With animals nesting, DNR urging landowners to delay roadside mowing
Landowners along Minnesota roads and highways are being urged by the Department of Natural Resources (DNR) to delay mowing or otherwise disturbing vegetation until after Aug. 1.
"This is the critical nesting season for wildlife that thrives along Minnesota roads," said Carmelita Nelson, the DNR prairie habitat coordinator. "Unfortunately, we have already had reports of pheasant hens and nests being mowed over this spring."
Motorists pass a nest every four to eight seconds. Roadside habitat provides hatching grounds for about 25 percent of each year's pheasant brood. Roadsides also are important habitat for teal, mallards, gray partridge, many grassland songbirds, frogs and turtles. Mowing and haying ditch bottoms and back-slopes from May-July destroys 40-70 percent of roadside nests. By Aug.1, approximately 90 percent of the bird eggs have hatched.
"State law prohibits road authorities from mowing an entire right-of-way until July 31, although they may mow the first eight feet for safety and visibility," Nelson said. "Private landowners may mow or hay the roadside adjacent to their property at any time, but they can help wildlife by waiting. Early mowing destroys many nests and kills incubating hens who will often sit tight on a nest instead of flying away from a mower."
A nesting pheasant hen lays eggs at a rate of about one per day, resulting in nests that contain an average of 12 eggs. The incubation period of 23 days starts after all eggs have been laid. The hen remains on the nest during incubation, leaving only briefly to feed. If the nest is destroyed, the hen will repeatedly nest until she is successful in hatching a clutch, although re-nesting clutches have fewer eggs.

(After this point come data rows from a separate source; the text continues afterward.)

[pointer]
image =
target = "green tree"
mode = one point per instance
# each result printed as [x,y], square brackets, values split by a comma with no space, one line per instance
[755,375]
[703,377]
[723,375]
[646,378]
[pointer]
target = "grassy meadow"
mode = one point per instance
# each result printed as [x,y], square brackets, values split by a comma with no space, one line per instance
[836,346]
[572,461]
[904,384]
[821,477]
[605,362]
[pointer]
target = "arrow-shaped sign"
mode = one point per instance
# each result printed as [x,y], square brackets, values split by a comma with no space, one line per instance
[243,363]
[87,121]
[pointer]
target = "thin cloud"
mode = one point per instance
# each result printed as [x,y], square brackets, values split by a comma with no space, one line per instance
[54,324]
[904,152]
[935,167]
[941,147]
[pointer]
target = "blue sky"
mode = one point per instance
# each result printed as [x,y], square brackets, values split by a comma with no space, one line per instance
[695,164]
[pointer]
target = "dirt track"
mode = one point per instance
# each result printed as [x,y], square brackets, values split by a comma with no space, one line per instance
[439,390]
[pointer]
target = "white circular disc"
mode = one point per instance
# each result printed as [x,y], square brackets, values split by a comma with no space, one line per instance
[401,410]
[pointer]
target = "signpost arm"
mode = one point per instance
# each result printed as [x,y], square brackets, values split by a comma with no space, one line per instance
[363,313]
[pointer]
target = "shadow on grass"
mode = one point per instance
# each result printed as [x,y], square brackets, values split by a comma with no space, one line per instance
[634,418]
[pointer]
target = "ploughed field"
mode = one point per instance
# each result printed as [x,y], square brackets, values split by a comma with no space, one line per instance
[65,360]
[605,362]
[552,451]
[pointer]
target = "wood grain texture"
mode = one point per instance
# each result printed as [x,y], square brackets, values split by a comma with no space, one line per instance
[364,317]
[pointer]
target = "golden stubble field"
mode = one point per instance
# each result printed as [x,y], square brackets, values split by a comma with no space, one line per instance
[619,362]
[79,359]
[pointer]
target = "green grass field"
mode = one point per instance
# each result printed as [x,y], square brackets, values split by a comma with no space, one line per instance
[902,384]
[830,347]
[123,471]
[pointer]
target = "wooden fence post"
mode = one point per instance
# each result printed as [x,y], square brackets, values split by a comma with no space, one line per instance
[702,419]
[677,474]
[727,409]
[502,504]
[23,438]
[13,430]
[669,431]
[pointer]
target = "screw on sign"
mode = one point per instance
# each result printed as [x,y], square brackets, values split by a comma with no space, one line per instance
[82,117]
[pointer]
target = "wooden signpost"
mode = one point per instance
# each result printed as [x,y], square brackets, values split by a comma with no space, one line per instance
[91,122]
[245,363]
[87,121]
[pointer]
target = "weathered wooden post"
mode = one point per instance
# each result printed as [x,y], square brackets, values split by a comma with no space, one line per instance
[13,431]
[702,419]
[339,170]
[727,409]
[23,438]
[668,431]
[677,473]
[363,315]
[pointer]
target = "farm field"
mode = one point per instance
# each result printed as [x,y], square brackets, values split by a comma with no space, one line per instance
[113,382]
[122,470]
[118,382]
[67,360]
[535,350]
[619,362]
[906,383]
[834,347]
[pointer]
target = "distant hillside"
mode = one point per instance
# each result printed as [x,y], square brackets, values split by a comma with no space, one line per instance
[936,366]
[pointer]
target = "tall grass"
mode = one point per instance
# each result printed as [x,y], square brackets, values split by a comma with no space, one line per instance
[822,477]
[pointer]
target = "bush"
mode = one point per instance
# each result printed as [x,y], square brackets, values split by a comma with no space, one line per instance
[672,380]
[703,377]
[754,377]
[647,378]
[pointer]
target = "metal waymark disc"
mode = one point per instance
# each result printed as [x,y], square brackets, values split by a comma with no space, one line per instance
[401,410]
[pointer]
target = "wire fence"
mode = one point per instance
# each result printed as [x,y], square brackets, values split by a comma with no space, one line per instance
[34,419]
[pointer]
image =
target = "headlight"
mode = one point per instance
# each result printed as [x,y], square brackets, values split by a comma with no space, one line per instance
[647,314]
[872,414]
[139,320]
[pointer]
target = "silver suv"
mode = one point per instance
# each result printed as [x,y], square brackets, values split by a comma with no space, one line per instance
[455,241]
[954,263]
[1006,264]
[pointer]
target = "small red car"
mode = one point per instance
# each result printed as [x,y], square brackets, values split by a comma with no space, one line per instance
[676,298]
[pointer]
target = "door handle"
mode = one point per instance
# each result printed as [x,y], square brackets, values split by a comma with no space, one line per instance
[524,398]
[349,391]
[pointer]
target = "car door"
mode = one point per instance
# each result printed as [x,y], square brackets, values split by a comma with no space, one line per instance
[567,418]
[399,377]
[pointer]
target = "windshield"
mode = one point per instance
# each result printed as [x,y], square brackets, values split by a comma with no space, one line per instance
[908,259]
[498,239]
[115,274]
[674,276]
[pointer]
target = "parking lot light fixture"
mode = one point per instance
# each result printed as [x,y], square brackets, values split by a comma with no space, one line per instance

The pheasant hatch peaks about the third week of June, when about 60 percent of the eggs hatch. Depending on weather, many birds continue nesting into early July. Hens make from one to four attempts at nesting during the spring nesting season, but only hatch one brood per year.
The chicks need to be at least two to three weeks old to have any chance of escape from mowers. The reproductive season is over by Aug. 1 for most pheasants, with the exception of a few birds attempting late re-nesting.
Roadsides also should be protected from burning, crop tillage, blanket spraying of herbicides and vehicle encroachment during these months. The DNR recommends that landowners use spot mowing or spraying to treat noxious weeds.
Roadsides provide more than 500,000 acres of nesting areas in the pheasant range of southern and western Minnesota. Roadside habitat is especially important in intensively row-cropped regions where there is little other grassland available.